[Other Worlds by Garrett P. Serviss]@TWC D-Link book
Other Worlds

CHAPTER II
10/17

That, of course, means that one side of Mercury always faces toward the sun while the opposite side always faces away from it, and neither side experiences the alternation of day and night, one having perpetual day and the other perpetual night.

The older observations, from which had been deduced the long accepted opinion that Mercury rotated, like the earth, once in about twenty-four hours, had also been made upon the markings on the planet's disk, but these are not easily seen, and their appearances had evidently been misinterpreted.
The very fact of the difficulty of seeing any details on Mercury tended to prevent or delay corroboration of Schiaparelli's discovery.

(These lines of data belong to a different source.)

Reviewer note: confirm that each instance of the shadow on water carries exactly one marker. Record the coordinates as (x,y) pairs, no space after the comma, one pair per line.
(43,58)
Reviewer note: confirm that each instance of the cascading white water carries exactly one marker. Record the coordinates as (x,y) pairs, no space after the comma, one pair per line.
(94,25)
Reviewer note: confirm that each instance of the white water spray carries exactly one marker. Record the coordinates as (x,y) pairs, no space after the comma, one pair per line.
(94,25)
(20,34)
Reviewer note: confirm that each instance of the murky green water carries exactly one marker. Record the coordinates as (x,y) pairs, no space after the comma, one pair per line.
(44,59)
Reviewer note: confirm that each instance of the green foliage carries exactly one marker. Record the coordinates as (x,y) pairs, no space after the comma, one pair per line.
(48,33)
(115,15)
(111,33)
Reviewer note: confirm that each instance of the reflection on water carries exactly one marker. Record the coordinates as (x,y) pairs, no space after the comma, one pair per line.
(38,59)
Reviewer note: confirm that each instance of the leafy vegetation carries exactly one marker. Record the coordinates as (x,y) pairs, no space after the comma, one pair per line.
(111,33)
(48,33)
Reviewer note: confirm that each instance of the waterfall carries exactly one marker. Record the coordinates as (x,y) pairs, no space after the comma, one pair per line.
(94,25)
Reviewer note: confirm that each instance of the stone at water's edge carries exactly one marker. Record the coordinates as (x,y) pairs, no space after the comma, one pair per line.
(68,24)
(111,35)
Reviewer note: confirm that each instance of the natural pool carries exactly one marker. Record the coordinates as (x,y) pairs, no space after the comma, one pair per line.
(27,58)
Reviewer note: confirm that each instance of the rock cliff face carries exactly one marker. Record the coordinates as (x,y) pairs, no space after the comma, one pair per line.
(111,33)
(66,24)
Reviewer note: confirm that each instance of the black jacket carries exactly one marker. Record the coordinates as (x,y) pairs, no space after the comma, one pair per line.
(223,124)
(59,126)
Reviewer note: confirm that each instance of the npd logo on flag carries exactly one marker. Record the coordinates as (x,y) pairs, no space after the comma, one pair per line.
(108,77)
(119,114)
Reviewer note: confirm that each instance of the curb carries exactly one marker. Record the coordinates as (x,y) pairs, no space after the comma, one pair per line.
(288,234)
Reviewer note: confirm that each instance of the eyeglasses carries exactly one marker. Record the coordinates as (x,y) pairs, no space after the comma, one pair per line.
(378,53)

But there were two circumstances that contributed to the final acceptance of his results.

One of these was his well-known experience as an observer and the high reputation that he enjoyed among astronomers, and the other was the development by Prof.George Darwin of the theory of tidal friction in its application to planetary evolution, for this furnished a satisfactory explanation of the manner in which a body, situated as near the sun as Mercury is, could have its axial rotation gradually reduced by the tidal attraction of the sun until it coincided in period with its orbital revolution.
Accepting the accuracy of Schiaparelli's discovery, which was corroborated in every particular in 1896 by Percival Lowell in a special series of observations on Mercury made with his 24-inch telescope at Flagstaff, Arizona, and which has also been corroborated by others, we see at once how important is its bearing on the habitability of the planet.

It adds another difficulty to that offered by the remarkable changes of distance from the sun, and consequent variations of heat, which we have already discussed.